For sending emergency rescue signals (SOS), PLBs are much more reliable. Besides using the more reliable government satellite system, they transmit a 5 watt signal, while inReach’s signal is 1.6 watts and SPOT’s is 0.4 watts. A review by Outdoorgearlab says a PLB is “far superior” to a SEND device for sending a SOS signal. Similarly, REI, which sells both SEND and PLB devices says: “While a handy tool for casual hikers and backpackers, satellite messengers [SEND devices] transmit signals that are much less powerful than a PLB signal. They are not intended for serious mountaineering use.”

Another option is a satellite phone. While more flexible than either a PLB or SEND, it is more expensive and also relies on the less effective private satellite systems used by SEND devices. If you have a signal, a cell phone is usually the best option, but many backcountry areas of Washington lack cell phone coverage. 

None of these devices are infallible. Particularly for SEND devices, if your emergency contact person is expecting regular “OK” messages, that fallibility might be a source of stress or cause them to initiate a rescue. Tacoma Mountaineer Sharon Carlson experienced that very problem on a Mt. Stuart climb she led in July 2014. Her SPOT device failed to send numerous “OK” messages to her emergency contact, resulting in the contact person calling Search and Rescue. 

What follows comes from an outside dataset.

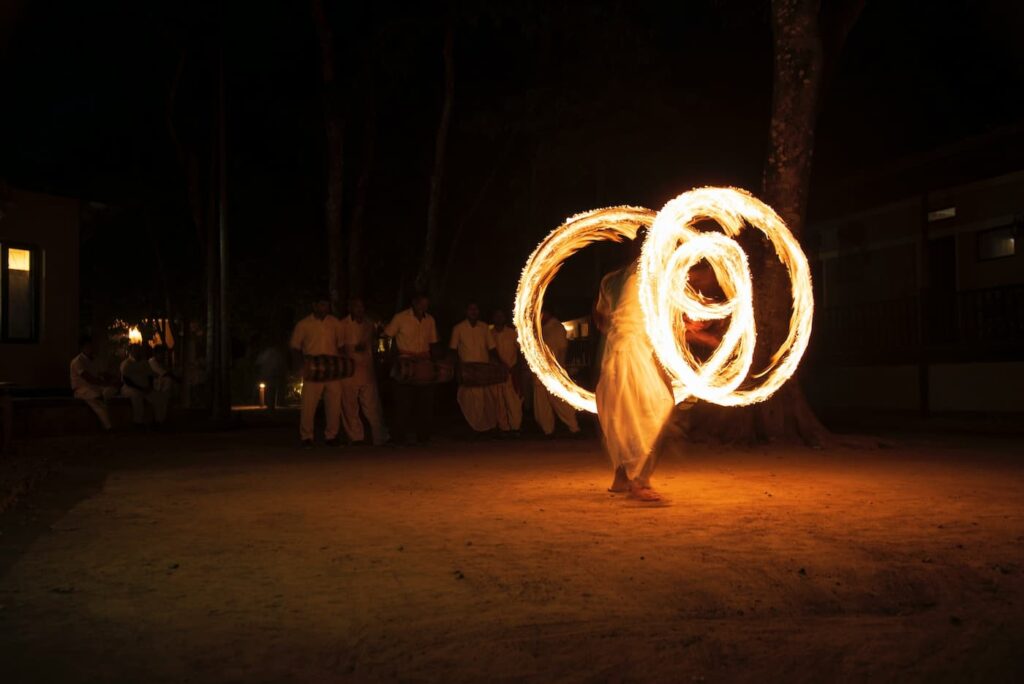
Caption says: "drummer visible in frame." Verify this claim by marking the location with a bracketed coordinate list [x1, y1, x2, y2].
[290, 296, 343, 448]
[490, 309, 522, 437]
[449, 303, 498, 433]
[384, 295, 437, 444]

PLBs cost about $280 to buy. SPOTs cost about $150, though frequently discounted. InReachs cost between $300 and $400, though Mountaineer Leaders may be eligible for a 25% discount under the Promotive program. 

PLBs are much cheaper to use: they have no subscription fee, though the 5 year battery costs about $150 to replace. Both SPOT and inReach charge annual subscription fees ranging from $100 to $960 per year, depending on the features selected. PLBs and SPOTs weigh less than inReach: 4 to 5 ounces versus about 7. 

Perhaps the ideal solution is to have both a PLB and a SEND device (or a satellite phone) in the group; this gives you the advantage of the greater reliability of the PLB for SOS messages, and the greater flexibility of the SEND device. 

I have a PLB. I carry it on most backcountry outings to areas without reliable cell phone coverage. I have informally polled people on some Mountaineers’ trips, and it seems less than 25% carry either PLB or SEND devices. 

Should you carry a PLB or SEND device? 

Besides helping you (or a companion) get rescued, a satellite notification device helps rescuers, by making rescues faster and safer. As explained in a post-rescue e-mail from Randy King, Mount Rainier National Park Superintendent, to Gene Yore:

“The fact that you had a SPOT device helped immensely in getting to you quickly and in preventing an extensive search that would have posed inherent risk to many more responders. Thanks for being prepared!”